Explicit Properties for Special Casing & Titlecase

L2/01-445
(updating L2/01-390)

Re:	Explicit Properties for Special Casing & Titlecase
To:	UTC
From:	Mark Davis, Markus Scherer
Date:	2001-11-05

A. Explicit Properties

In SpecialCasing.txt a specification is used to determine characters that should be ignored with determining whether a letter is final or not. This is described in the comments of the file as:

# - An ignorable sequence is a sequence of *zero* or more characters from
# the set {HYPHEN, SOFT HYPHEN, general category = Mn}.
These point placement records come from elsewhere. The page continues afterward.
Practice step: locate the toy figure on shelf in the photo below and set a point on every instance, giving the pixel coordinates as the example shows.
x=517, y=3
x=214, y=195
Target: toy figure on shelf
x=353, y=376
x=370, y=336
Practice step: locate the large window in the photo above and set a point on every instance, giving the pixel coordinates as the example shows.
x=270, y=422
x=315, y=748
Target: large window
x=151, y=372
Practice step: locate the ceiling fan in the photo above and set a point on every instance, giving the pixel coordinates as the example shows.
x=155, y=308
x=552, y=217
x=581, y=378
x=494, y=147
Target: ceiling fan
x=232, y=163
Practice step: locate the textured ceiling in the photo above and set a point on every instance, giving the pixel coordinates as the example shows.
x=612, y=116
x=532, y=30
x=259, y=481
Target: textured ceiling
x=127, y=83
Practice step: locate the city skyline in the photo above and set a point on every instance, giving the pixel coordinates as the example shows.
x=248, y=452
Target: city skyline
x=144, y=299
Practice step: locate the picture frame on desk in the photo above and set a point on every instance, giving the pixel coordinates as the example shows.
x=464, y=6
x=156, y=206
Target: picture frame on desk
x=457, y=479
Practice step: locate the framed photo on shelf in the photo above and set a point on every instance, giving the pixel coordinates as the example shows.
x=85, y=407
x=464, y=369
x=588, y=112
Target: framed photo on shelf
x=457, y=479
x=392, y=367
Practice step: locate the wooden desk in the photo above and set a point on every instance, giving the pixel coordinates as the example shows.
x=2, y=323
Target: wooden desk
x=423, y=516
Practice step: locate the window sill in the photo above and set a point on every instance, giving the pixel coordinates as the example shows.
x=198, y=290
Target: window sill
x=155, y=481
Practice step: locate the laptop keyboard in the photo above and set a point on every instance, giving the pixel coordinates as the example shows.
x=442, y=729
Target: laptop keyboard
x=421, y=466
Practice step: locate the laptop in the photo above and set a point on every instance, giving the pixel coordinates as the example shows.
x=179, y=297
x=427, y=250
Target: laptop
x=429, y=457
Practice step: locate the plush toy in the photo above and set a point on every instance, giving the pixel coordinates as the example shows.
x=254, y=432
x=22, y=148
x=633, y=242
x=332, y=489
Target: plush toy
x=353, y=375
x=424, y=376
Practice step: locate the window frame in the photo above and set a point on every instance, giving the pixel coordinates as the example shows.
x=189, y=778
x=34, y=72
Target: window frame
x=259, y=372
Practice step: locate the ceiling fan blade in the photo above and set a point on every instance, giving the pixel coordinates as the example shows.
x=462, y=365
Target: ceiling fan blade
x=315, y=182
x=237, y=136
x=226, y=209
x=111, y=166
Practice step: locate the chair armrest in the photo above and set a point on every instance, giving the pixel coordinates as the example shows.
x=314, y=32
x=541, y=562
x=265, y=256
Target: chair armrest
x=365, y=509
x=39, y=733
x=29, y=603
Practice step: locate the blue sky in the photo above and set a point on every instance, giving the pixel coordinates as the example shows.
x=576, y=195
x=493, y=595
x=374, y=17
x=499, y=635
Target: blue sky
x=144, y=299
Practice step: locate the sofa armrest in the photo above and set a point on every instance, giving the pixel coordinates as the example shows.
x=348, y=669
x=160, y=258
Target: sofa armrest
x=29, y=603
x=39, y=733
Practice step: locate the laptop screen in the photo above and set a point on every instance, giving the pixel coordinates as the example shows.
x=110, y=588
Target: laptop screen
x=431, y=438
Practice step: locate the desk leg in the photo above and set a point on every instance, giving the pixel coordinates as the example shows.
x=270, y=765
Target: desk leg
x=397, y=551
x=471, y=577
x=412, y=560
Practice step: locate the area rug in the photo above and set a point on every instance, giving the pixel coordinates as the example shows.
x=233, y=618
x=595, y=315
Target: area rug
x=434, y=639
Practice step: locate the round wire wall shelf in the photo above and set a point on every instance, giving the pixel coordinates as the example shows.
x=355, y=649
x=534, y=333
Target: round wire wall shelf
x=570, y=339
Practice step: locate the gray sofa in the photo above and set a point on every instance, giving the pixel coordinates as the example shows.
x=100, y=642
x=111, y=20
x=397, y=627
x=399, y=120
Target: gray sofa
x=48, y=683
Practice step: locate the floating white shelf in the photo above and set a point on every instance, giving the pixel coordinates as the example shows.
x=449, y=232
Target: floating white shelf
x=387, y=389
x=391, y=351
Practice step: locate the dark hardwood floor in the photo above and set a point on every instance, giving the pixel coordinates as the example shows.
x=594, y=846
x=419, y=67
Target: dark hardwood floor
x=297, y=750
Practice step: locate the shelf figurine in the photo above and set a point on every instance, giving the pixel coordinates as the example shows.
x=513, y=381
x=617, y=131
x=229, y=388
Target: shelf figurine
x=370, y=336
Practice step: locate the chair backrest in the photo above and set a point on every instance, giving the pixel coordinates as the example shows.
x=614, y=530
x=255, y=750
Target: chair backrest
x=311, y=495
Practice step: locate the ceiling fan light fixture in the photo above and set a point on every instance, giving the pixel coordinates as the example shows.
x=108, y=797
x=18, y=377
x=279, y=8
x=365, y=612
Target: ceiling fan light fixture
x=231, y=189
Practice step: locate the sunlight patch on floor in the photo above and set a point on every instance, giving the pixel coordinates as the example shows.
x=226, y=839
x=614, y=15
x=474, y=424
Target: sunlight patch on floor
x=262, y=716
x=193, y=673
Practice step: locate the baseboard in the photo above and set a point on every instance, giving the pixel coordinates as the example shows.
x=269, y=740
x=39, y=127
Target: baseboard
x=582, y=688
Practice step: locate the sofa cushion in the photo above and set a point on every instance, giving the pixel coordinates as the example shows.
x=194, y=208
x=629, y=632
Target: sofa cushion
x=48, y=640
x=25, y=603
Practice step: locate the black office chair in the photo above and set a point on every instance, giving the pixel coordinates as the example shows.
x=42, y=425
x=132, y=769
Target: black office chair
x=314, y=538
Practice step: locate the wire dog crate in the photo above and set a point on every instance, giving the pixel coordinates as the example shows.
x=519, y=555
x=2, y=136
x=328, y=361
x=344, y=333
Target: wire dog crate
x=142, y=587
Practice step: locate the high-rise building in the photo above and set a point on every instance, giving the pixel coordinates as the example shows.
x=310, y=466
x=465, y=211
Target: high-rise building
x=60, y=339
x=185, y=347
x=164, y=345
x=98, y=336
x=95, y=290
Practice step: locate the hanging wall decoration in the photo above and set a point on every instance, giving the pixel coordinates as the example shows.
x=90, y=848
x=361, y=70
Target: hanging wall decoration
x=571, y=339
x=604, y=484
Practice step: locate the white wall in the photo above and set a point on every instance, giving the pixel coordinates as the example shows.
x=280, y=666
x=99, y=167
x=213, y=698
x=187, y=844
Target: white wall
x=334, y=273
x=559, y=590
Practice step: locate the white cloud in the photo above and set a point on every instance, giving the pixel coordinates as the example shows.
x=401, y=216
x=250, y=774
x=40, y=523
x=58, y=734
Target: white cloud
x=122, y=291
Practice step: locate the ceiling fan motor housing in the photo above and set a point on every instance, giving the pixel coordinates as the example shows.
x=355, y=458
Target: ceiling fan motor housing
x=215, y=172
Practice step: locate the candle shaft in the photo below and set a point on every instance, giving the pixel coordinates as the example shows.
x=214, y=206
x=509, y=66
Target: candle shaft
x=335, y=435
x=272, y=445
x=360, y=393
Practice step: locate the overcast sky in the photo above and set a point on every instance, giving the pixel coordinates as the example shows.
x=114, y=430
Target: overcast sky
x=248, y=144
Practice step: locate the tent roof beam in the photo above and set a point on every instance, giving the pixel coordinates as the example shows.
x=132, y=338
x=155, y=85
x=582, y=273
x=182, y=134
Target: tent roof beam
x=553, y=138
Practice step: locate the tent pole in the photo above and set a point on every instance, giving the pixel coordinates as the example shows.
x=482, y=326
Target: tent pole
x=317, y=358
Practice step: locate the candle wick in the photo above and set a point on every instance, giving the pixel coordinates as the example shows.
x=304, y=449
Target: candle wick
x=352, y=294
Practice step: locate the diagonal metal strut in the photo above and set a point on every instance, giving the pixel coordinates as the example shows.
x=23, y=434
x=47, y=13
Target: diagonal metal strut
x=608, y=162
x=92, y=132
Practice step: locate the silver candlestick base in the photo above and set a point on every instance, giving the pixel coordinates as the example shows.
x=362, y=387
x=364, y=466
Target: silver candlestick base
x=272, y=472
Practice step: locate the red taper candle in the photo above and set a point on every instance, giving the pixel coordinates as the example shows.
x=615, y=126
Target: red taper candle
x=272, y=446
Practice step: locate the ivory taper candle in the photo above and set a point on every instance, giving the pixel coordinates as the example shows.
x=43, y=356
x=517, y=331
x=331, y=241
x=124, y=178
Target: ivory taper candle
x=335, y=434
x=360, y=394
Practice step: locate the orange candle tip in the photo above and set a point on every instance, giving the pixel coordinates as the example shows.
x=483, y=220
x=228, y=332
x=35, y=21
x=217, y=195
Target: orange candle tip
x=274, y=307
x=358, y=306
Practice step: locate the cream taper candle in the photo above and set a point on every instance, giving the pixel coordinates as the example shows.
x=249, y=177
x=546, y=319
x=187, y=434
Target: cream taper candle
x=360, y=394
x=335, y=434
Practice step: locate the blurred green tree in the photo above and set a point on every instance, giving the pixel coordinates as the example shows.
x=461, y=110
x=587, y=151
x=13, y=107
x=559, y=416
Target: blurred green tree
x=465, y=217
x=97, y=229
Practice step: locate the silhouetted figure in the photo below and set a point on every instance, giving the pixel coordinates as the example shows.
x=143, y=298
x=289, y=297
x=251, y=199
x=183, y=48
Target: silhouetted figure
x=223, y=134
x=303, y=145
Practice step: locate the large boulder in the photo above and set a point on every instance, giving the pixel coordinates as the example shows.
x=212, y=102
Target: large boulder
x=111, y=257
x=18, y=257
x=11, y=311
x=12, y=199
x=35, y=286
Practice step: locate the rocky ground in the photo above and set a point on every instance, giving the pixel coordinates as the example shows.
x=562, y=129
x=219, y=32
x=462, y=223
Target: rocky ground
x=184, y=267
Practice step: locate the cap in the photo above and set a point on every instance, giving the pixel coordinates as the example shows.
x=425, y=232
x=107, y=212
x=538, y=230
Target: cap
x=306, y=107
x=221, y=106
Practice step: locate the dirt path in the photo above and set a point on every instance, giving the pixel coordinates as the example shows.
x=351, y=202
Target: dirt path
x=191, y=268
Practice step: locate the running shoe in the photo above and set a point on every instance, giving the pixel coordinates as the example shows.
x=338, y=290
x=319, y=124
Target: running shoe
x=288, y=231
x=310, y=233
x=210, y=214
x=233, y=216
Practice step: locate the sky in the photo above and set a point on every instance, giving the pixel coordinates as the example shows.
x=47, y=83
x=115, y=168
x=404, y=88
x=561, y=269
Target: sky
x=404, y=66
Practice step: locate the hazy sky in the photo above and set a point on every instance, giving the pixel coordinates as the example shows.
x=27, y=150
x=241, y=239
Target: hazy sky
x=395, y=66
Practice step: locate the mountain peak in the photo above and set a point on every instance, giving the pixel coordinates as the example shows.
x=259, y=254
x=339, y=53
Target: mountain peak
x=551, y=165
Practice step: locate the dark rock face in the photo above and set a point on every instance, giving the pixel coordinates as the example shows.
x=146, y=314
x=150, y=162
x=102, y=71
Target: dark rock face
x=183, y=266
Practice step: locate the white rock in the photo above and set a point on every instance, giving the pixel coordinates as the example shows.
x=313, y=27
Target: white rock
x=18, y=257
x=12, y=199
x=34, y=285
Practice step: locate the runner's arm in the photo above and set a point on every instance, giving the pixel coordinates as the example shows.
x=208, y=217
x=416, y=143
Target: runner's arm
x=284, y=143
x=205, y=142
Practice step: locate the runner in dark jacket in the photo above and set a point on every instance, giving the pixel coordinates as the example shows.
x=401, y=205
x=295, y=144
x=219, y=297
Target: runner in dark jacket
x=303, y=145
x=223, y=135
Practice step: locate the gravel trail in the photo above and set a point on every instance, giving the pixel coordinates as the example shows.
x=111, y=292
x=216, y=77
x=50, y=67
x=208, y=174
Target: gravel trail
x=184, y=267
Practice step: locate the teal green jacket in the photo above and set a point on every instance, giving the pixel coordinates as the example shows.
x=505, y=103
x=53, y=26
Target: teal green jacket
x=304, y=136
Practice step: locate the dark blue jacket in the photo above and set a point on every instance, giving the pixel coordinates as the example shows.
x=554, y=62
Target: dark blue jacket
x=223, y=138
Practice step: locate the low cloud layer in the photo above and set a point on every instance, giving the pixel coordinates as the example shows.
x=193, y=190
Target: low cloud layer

This same specification can be used for default titlecasing of strings, to ignore characters that should not have an effect in determining which letters are initial. However, this should be an explicit property in the UCD, rather than just in the documentation of the data file.

Similarly, the TYPE_i value listed there should have an explicit list.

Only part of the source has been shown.